We currently have four active Work Groups supported by over 50 member Subject Matter Experts:
Innovative Trial Design
Develops new approaches to trial design enhanced by data reuse and drives policy change to facilitate innovative trial execution
Supplemental Control Demonstration Project: Supplementing RCTs with appropriately sourced Clinical Trial and Real-World Data has the potential to address critical research and trial execution challenges. Our Supplemental Controls Demonstration Project in Non-Small Cell Lung Cancer builds on FDA work by CRDSA member organizations. Topics addressed include data provenance, study and subject selection methodologies, and multi-modal analysis exploring the synergistic reuse of Clinical Trial Data and RWD.
Objective: Address gaps in current guidance and develop consensus standards to inform Health Authority guidance for the regulatory use of patient-level Clinical Trial and Real-World Data.
Enabling Platform Trial Data Sharing: Many platform trials do not have a plan for how data will be shared by and between the platform trial participating organizations. Data sharing outside of the platform trial is generally considered out of scope. Concurrent and non-concurrent control platform trial design adds timing (when) and access (who) complexity.
Objective: Key stakeholder alignment around how data generated in platform trials are shared and used for secondary use.
Secondary Use Standards
Establishes common standards and best practices to ensure the integrity, quality, and usability of contributed data
Secondary Use Data Contributions: Common standards for sharing data intended for secondary data use can create process efficiency and information transparency that would benefit the research community and, equally important, benefit data contributors by ensuring their investment in data preparation time and resources maximizes research outcomes. The work group’s report on CRDSA’s survey of biopharma and academic researchers, “Establishing a Basis for Secondary Use Standards in Clinical Trials,” was published in March 2023.
Objective: Data contribution standards responsive to end-user research needs, including datasets and documentation, transformation transparency, and metadata provision.
Secondary Use Research: Today there are no recognized standards for analyzing individual patient-level data that can be employed by researchers, applied by journal editors and peer reviewers to assess submitted papers, and used by other researchers to evaluate the validity of analyses and conclusions drawn. This creates a risk for data contributors, researchers, and publications that inadvertent errors may be made, potentially leading to conclusions that are not robust and may therefore be detrimental to patient care.

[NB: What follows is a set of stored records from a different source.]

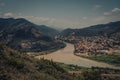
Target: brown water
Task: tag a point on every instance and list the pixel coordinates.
(66, 56)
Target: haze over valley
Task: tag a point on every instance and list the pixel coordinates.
(59, 40)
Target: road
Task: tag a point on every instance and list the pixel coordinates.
(66, 56)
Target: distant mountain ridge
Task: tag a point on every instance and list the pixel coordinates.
(96, 30)
(24, 35)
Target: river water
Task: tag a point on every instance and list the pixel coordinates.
(66, 56)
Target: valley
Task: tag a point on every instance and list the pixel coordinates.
(67, 56)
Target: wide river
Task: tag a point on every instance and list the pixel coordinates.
(66, 56)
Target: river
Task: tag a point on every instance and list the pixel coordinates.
(66, 56)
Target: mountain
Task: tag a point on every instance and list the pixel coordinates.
(23, 35)
(47, 30)
(103, 38)
(109, 29)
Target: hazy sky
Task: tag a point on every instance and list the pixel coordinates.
(62, 13)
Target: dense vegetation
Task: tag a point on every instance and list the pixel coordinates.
(15, 65)
(23, 35)
(108, 58)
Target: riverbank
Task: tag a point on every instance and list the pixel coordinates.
(67, 56)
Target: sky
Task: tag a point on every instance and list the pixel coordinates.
(61, 14)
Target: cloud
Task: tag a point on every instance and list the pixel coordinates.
(2, 4)
(113, 15)
(106, 13)
(97, 6)
(8, 15)
(116, 10)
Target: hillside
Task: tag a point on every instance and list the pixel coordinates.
(23, 35)
(103, 38)
(16, 65)
(96, 30)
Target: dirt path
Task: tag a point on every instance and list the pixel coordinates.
(66, 56)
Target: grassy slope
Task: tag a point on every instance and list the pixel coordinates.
(16, 65)
(108, 58)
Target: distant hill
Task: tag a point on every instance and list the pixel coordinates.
(23, 35)
(109, 29)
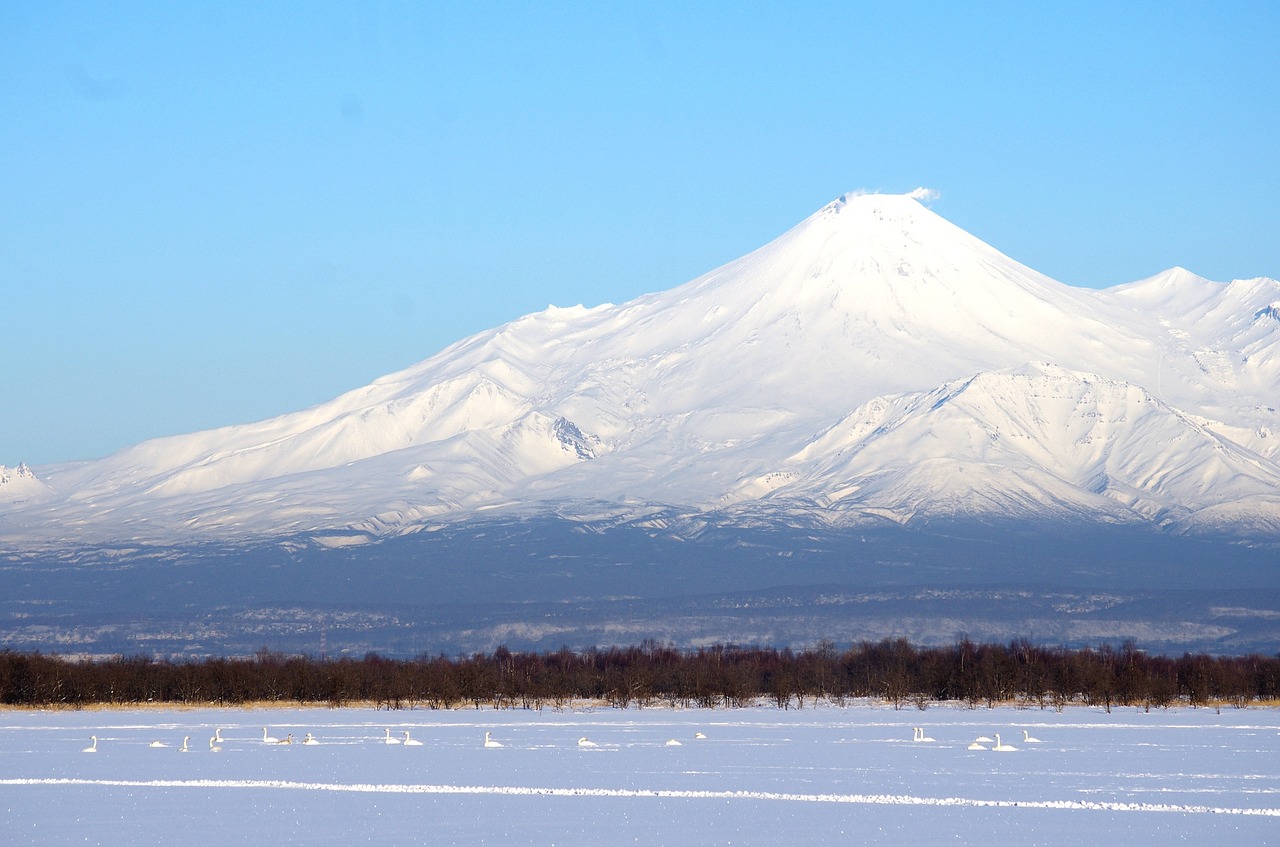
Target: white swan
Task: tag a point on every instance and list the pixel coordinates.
(1002, 747)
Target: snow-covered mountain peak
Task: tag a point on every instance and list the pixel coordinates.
(874, 357)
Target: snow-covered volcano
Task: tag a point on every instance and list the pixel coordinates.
(874, 362)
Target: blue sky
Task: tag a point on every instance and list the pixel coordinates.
(216, 213)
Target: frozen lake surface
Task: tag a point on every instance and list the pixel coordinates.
(762, 775)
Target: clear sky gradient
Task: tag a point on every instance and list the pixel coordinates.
(214, 213)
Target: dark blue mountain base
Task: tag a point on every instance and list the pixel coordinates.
(544, 584)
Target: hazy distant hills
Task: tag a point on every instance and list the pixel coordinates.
(874, 425)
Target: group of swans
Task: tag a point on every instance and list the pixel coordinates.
(982, 741)
(215, 741)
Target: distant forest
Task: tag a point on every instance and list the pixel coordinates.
(892, 671)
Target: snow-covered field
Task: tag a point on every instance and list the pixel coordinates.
(760, 775)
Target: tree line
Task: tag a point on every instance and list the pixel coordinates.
(652, 673)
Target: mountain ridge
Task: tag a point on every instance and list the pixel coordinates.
(700, 398)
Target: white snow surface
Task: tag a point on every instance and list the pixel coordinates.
(762, 775)
(873, 362)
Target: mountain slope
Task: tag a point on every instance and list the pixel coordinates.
(735, 392)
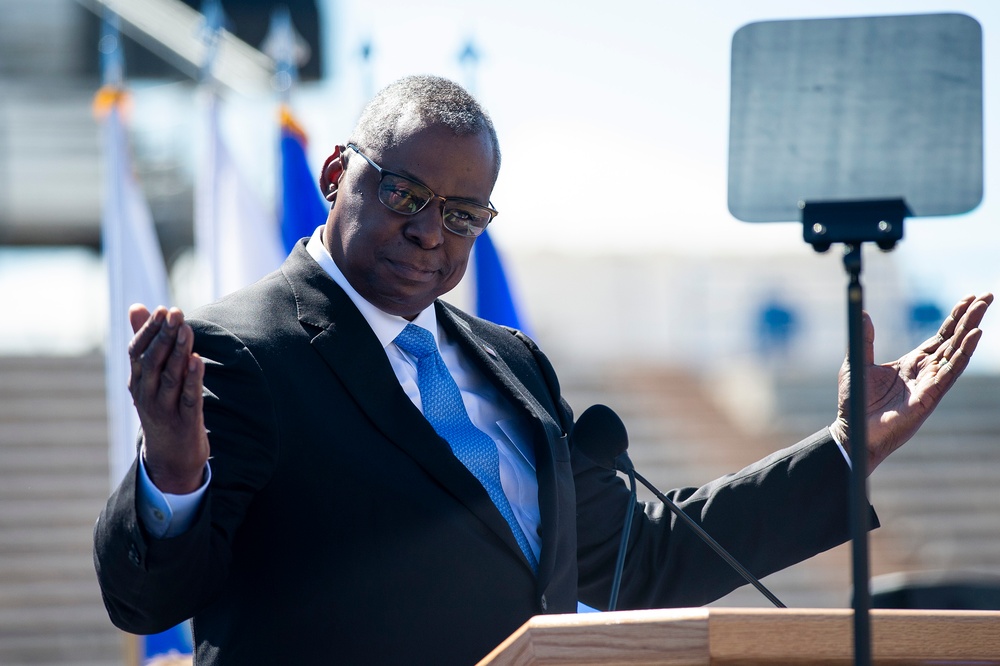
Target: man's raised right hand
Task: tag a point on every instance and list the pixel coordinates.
(166, 385)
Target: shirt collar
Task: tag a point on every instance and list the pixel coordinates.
(385, 326)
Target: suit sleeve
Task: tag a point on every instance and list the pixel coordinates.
(150, 585)
(777, 512)
(774, 513)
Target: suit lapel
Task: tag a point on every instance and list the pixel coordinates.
(545, 430)
(346, 343)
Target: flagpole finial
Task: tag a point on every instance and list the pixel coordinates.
(469, 59)
(213, 23)
(110, 49)
(288, 50)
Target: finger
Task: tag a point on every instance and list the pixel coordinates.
(176, 363)
(154, 357)
(146, 326)
(194, 377)
(952, 368)
(967, 324)
(145, 329)
(947, 328)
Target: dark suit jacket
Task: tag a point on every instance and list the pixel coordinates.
(339, 528)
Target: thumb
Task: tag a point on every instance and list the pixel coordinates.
(868, 330)
(137, 316)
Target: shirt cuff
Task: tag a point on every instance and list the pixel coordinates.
(840, 445)
(163, 514)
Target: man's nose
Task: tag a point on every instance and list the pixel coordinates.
(426, 228)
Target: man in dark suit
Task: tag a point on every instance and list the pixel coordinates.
(296, 494)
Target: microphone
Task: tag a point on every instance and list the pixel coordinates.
(601, 436)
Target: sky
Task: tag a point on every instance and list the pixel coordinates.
(596, 102)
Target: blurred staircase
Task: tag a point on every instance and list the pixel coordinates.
(53, 484)
(936, 497)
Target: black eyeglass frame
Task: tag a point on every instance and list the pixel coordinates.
(467, 232)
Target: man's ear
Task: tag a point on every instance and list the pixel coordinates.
(329, 177)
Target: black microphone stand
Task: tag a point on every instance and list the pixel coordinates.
(853, 223)
(616, 583)
(624, 464)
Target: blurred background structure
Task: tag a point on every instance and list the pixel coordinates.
(717, 341)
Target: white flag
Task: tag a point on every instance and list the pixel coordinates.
(136, 274)
(236, 240)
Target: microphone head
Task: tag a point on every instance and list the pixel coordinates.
(600, 434)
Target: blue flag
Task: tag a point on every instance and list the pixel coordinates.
(494, 297)
(302, 206)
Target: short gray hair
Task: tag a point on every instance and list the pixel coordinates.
(434, 100)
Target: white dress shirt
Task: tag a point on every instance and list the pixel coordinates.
(167, 515)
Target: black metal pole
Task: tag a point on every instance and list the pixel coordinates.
(859, 457)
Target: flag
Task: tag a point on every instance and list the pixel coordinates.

Objective: Develop standards for researchers using secondary IPD to ensure analysis validity and integrity of results.
Advances data privacy and governance policies
Data Protection Policy Decision Guide: The evolving global data protection landscape makes it difficult for many organizations to navigate policy development for internal data reuse and external sharing. This initiative, targeted at senior leaders, highlights the key issues decision-makers need to consider to develop and implement a data protection policy that balances research access and utility with organization-appropriate risk tolerance.
Objective: Help organizations develop data policies that promote broad access and maintain high research utility while accounting for organization-appropriate risk tolerance.
Information Loss Framework: This initiative is developing a methodology to measure information loss due to secondary use processing. Employing a standardized model for measuring post-processing retained data fidelity will allow data contributors and researchers to understand the degree of information loss and help quantify dataset value.
Objective: A standardized framework for measuring post-processing retained accuracy.
Technology and Innovation
Explores new technologies to support novel data governance approaches and advance data sharing principles
Data Sharing Technology Assessment Framework: The Technology and Innovation team has developed a framework to assist people responsible for internal and external data sharing platforms with unbiased vendor-neutral information on the relative maturity, best-fit use cases, and potential benefits/challenges of candidate technologies. The framework was released in November 2022 and a supporting R Shiny application is in development.
Objective: Create a framework to evaluate how and when emerging technologies can help data sharing initiatives and platforms develop new governance approaches that advance patient privacy, enhance data utility, improve infrastructure security, and facilitate broader access to shared data.